Not a pleasant place for the Solar Orbiter: At the front, temperatures rise up to 520 °C under the ceaseless pounding by solar radiation. All other sides are surrounded by the eternal cold of outer space. This combination makes for an incredibly challenging environment.
Solar Orbiter is a joint project of the European Space Agency ESA and the US agency NASA. It is going to be an important milestone in the exploration of the Sun. Even though the Sun is responsible for the development of the planets in our solar system, and even though it influences the weather as well as life in general, we know far too little about it. For example, what causes the solar winds? Or solar eruptions? What forces are behind the formation of the heliosphere, the cloud of charged particles that extends past the outer reaches of our solar system?
It is going to take a while until scientists will have answers to these questions. In 2018, an American rocket will take the probe into space. Then it will travel for three years until it can begin its work. Solar Orbiter is going to provide a new perspective of the Sun, its surface, and the polar caps.
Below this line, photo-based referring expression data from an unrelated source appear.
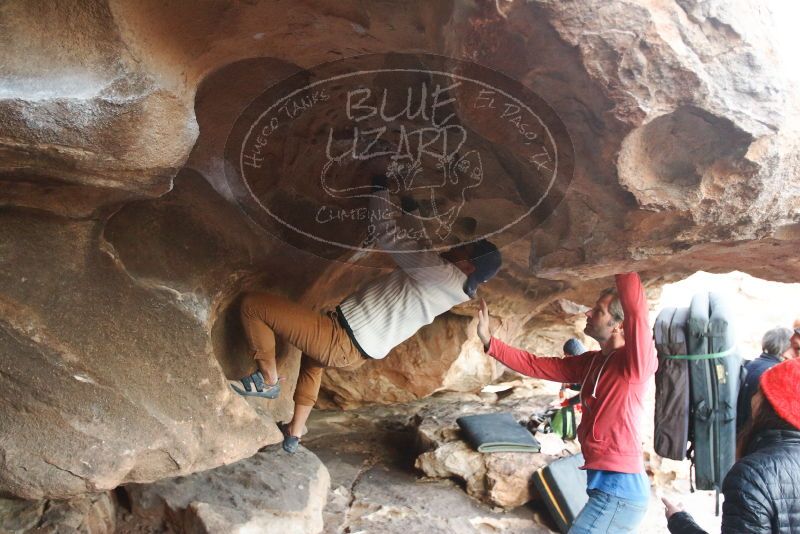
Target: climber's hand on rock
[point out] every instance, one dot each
(483, 325)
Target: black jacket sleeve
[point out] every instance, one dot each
(747, 509)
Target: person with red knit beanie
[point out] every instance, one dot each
(762, 489)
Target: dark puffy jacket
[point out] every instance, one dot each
(762, 490)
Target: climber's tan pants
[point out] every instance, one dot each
(322, 339)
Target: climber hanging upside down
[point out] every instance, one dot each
(370, 322)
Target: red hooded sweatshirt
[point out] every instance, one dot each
(612, 387)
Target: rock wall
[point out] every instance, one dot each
(122, 254)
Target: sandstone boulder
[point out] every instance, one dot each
(87, 514)
(268, 492)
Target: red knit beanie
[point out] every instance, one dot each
(781, 386)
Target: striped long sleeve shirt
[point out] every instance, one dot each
(391, 308)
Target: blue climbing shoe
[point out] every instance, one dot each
(255, 386)
(290, 443)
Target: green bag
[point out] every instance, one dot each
(563, 422)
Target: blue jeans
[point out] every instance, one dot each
(606, 513)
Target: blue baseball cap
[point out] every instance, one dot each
(487, 261)
(573, 347)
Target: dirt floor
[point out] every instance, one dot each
(375, 488)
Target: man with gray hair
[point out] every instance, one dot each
(776, 346)
(614, 382)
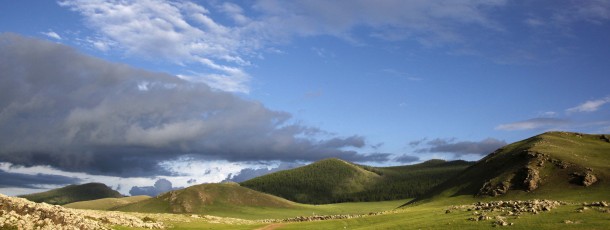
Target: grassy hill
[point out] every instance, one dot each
(74, 193)
(334, 180)
(106, 203)
(205, 198)
(552, 165)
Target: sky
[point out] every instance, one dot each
(152, 95)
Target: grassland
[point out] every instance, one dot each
(232, 200)
(430, 215)
(335, 180)
(555, 157)
(106, 203)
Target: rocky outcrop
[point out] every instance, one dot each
(532, 179)
(501, 211)
(584, 178)
(491, 189)
(20, 213)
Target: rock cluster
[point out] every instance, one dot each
(585, 178)
(323, 217)
(601, 206)
(500, 211)
(23, 214)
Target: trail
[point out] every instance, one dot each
(271, 226)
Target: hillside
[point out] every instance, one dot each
(74, 193)
(106, 203)
(205, 198)
(334, 180)
(551, 165)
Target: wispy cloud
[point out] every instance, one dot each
(185, 32)
(535, 123)
(107, 118)
(52, 34)
(179, 32)
(406, 158)
(461, 148)
(589, 106)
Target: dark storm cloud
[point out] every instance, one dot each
(406, 158)
(249, 173)
(483, 147)
(161, 186)
(78, 113)
(21, 180)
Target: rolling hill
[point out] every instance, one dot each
(552, 165)
(205, 198)
(74, 193)
(106, 203)
(334, 180)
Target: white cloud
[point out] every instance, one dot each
(535, 123)
(179, 32)
(184, 32)
(52, 34)
(589, 106)
(185, 169)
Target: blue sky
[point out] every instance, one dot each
(378, 82)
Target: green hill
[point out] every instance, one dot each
(205, 198)
(553, 165)
(334, 180)
(106, 203)
(74, 193)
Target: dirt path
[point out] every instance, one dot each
(271, 227)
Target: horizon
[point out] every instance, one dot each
(132, 93)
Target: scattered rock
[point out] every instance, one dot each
(489, 189)
(532, 179)
(586, 179)
(20, 213)
(509, 209)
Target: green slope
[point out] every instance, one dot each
(552, 165)
(106, 203)
(334, 180)
(74, 193)
(205, 198)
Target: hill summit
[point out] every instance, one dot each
(334, 180)
(546, 165)
(74, 193)
(204, 198)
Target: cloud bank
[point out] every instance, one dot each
(160, 186)
(461, 148)
(221, 37)
(77, 113)
(8, 179)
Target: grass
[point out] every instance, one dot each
(334, 180)
(421, 216)
(106, 203)
(581, 152)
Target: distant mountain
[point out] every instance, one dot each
(106, 203)
(334, 180)
(205, 198)
(550, 165)
(73, 193)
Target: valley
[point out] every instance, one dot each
(552, 180)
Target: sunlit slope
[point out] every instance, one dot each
(205, 198)
(74, 193)
(559, 165)
(106, 203)
(334, 180)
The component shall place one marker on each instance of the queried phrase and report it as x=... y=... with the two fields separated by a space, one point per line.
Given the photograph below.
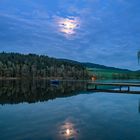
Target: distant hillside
x=39 y=66
x=92 y=65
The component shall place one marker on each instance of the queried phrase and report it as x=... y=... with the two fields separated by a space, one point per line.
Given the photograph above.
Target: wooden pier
x=113 y=87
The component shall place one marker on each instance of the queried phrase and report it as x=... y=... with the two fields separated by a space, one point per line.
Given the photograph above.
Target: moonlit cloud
x=68 y=26
x=84 y=30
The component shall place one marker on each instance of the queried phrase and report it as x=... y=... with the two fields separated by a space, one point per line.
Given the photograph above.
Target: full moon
x=68 y=26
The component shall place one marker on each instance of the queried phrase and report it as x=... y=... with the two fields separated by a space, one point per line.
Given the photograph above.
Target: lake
x=37 y=110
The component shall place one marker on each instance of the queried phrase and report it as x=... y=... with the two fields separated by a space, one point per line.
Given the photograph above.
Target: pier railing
x=114 y=87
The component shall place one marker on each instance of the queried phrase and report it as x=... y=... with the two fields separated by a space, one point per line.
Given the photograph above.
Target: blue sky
x=100 y=31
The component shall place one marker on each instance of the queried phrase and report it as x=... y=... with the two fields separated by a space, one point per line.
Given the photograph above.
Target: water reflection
x=17 y=91
x=68 y=131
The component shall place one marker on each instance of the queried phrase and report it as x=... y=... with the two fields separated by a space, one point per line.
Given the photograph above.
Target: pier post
x=95 y=87
x=120 y=88
x=128 y=88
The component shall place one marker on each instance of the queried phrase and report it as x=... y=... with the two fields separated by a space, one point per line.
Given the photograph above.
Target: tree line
x=39 y=66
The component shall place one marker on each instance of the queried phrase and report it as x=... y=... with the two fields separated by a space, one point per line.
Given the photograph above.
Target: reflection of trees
x=138 y=56
x=16 y=91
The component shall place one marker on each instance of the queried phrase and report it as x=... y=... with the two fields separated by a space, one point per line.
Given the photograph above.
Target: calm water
x=36 y=110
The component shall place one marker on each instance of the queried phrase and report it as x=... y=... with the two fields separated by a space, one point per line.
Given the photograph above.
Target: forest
x=15 y=65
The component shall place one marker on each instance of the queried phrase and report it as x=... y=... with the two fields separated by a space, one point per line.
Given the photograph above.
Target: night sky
x=99 y=31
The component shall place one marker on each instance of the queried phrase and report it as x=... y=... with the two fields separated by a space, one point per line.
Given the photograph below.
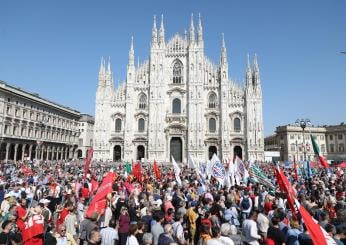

For this purpose it is equipped with around a dozen cameras and measuring instruments. Some of these systems and subsystems are being developed and built in Lausanne, Switzerland. The company Almatech is involved, for example, in the development of STIX, an X-ray telescope for the observation of solar eruptions. It is expected to yield new insights into the acceleration of electrons and their projection into the depths of outer space.
Just like people should not look directly at the Sun, measuring instruments also need protection. After all, the intensity of the radiation on board the Solar Orbiter is 13 times higher than on Earth. The primary means of protection is a state-of-the-art heat shield that remains directed at the Sun at all times. A few holes can be opened for measurements. However, the instruments need to be protected too. In the case of STIX, this is provided by permanent beryllium protective filters and the use of an aluminum grid during solar eruptions. This grid can be placed in front of the 32 X-Ray detectors by means of two maxon RE 13 motors. The brushed DC drives are wired in parallel, enabling them to be used together or individually. This ensures a service life of ten years – the planned duration of the mission.
At Almatech, four engineers are continuously working on the detector system, which is called STIX-DEM. “It’s a challenge to develop a device that has never been built before and to test it to prove that it is going to function reliably,” says Senior Project Manager Fabrice Rottmeier. “At the same time, it’s a great experience and very motivating to be part of a scientific research program that investigates questions about the origin of the universe and the origin of life.”
Weight is a critical factor for space projects. maxon motors come into their own here. Rottmeier: “With maxon drives we were able to build a shield that weighs less than 200 grams and survives vibrations, for example during the launch, without problems.” The renowned reliability and high quality of maxon motors were another selection criterion. He adds: “The support from their engineers is very flexible and all around great.”